TORONTO — The alarm system roused the Toronto family at 2:30 a.m. Downstairs, the rear French doors had been pried open but the burglar did not seem to have taken anything.
Then they noticed the car keys were missing. Their 2006 Acura MDX had been stolen while they slept. The alarm company came and the police came, but the car was long gone.
Five months later, a freighter arrived off the Gold Coast of West Africa and unloaded its cargo of metal shipping containers at Tema, the busiest port in Ghana and the departure point for the country’s main export, cocoa.
When local customs inspectors peeked inside the shipping containers, they found not clothes or household items but luxury cars with Ontario and Quebec licence plates.
One of them was a 2006 Acura MDX.
The Interpol officer in Ghana called his counterpart in Ottawa.
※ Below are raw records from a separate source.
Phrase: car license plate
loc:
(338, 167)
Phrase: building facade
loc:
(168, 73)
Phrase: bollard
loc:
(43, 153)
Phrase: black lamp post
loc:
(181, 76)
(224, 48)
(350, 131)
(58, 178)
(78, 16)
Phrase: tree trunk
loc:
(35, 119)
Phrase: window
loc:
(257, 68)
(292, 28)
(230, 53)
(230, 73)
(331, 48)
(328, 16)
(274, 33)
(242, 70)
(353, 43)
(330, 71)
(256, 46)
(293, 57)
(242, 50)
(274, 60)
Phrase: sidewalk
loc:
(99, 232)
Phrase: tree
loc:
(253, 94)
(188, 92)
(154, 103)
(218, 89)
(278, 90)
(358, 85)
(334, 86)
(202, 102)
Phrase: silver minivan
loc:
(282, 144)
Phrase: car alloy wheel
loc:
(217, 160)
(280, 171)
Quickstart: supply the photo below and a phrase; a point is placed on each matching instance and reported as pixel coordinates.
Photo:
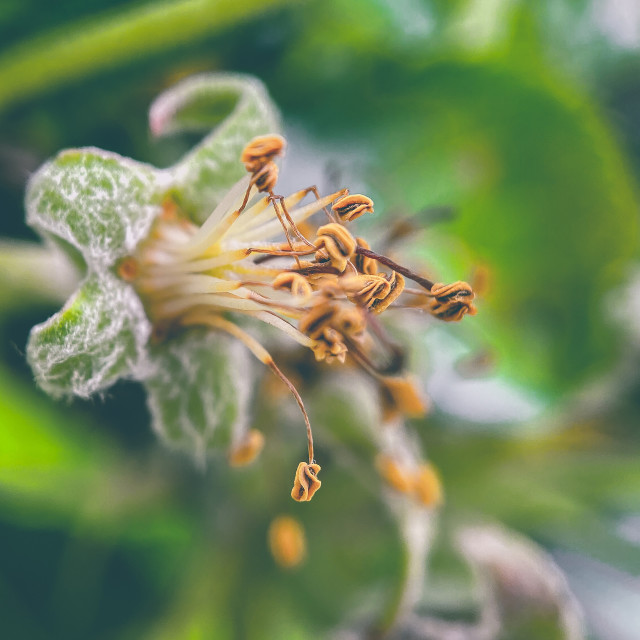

A check of the vehicle identification number confirmed it was the same Acura pilfered from the driveway in Toronto.
Hundreds of cars stolen in Canada are now turning up in Ghana, according to Canadian auto insurance officials and investigators.
The situation is getting so bad that the Canadian insurance industry recently sent a former RCMP officer to the country to train local customs authorities and police.
“It does seem to be the current hot route for vehicles,” said Rick Dubin of the Insurance Bureau of Canada. “That whole area on the western side of Africa is a real destination point for stolen vehicles.”